Boot Camp Injuries

A boot camp-like training session is a group exercise that focuses on improving stamina, endurance, fitness, and weight loss over a period of several weeks. It’s called boot camp due to the military style training environment, and because participants are pushed and challenged in a drill sergeant fashion by a fitness instructor, personal trainer or former military personnel.

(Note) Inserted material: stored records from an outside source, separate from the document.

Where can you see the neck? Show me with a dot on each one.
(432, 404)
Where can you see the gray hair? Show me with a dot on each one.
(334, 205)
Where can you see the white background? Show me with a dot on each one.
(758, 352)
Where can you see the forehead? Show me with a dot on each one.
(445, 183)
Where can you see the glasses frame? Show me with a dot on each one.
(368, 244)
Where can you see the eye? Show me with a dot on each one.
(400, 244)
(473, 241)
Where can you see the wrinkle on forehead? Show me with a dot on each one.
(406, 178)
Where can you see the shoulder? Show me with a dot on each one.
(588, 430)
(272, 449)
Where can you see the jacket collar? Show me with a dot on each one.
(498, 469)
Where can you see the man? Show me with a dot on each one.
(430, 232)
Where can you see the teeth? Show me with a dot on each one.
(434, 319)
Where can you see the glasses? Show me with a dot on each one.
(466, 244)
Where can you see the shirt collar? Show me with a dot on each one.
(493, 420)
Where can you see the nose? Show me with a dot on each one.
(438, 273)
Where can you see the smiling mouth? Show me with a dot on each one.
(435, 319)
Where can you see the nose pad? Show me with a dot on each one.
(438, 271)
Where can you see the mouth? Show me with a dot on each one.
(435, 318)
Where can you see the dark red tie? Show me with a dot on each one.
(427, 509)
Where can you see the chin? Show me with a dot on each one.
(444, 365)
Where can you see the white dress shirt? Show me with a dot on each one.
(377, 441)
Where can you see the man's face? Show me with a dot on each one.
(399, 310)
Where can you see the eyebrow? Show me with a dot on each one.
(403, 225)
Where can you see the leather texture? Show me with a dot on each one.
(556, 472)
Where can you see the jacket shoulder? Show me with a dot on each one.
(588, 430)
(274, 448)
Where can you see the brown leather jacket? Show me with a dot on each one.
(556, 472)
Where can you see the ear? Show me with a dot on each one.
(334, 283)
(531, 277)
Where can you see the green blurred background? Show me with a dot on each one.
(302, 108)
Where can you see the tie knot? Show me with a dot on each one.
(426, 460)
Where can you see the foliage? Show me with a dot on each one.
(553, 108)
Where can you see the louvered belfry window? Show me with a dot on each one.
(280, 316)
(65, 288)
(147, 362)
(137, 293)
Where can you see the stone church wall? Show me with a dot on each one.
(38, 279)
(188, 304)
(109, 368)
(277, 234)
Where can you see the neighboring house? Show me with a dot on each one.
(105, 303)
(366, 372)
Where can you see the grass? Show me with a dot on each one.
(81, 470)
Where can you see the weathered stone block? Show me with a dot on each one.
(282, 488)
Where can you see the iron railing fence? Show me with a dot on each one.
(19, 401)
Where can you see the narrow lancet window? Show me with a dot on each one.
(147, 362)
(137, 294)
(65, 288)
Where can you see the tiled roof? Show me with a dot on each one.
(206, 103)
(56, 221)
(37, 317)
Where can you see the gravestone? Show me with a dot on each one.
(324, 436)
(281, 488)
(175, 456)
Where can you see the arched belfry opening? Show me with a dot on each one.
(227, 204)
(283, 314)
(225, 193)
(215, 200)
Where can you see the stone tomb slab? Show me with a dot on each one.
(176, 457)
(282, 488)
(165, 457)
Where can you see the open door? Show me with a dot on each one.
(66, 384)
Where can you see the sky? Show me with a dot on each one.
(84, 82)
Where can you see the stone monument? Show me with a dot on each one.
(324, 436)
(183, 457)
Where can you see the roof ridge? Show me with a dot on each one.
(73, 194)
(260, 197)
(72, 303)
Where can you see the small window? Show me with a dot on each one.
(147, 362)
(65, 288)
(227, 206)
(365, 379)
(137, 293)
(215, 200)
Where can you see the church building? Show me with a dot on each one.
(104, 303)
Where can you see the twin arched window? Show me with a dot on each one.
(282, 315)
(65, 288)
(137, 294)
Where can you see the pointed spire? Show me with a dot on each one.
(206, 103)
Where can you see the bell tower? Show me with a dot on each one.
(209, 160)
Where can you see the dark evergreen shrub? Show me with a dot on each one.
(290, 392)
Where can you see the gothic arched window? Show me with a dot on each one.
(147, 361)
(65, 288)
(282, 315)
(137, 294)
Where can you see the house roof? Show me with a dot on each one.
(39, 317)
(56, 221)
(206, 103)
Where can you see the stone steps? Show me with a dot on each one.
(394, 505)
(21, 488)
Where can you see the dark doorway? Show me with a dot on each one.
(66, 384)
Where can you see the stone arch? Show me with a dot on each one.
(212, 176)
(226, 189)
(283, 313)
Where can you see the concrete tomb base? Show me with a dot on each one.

Boot camp-like training involves full body exercises mostly with quick or explosive movements like kick boxing, swinging a weight or a kettle-bell, sprinting, jumping, as well as yoga and body weight exercises. Remember compound movements (activating multiple muscle groups in a complex movement) stimulates a greater area of muscle as well as expends considerable energy and calories. However when performed in a ballistic uncontrolled fashion it increases the forces which act on the body considerably increasing the probability of injury to multiple muscles, tendons, ligaments and joints. Further to this some people have lost the ability to perform basic, primary movements with good posture such as squatting, lunging, stepping, pressing, and pulling in good form with proper balance, coordination and flexibility. Therefore it stands to reason if your basic movement patterns are poor your probability of injury will be increased.

As an Osteopath, I see patients on a monthly basis with boot camp-like injuries. As I try and explain to my patients, even with perfect form on some of these exercises, they are still destructive on the body.

If you start to have aches and pains that are gradually appearing, it may be because your joints and tendons are inflamed from an activity. Proper exercise never causes pain during a class or training session and only produces mild soreness or discomfort in some people the following day which dissipates in 48 hours or less!

The participants of this type of circuit training are not generally instructing a bunch of athletic 18 year old squaddies/soldiers which have already passed a basic fitness test and rigorous health screening. At this age people are usually in the best shape of their lives and they may handle the rigors and intensity of boot camp without potential injury. The average middle aged man or woman who works a desk job 40 plus hours a week and a mother with kids is not a good candidate for this type of training. There are exceptions to every rule as there are people who have kept their physical conditioning at a good level and can safely participate in a boot camp-like class. But these are the exceptions and not the norm. A fitness instructor needs to look motivated and attentive and not just well qualified so that they may be perceptive to potential injury hazards.

So what’s the solution? In general traditional slow speed exercises are safer. Even if you don’t have perfect form or are doing exercises that are bad for you, at least the pressure through your body is less as compared with high speed exercises. If you need further advice on what exercise would be appropriate for you please consult with your local osteopath or physical therapist. Prevention is better than the cure.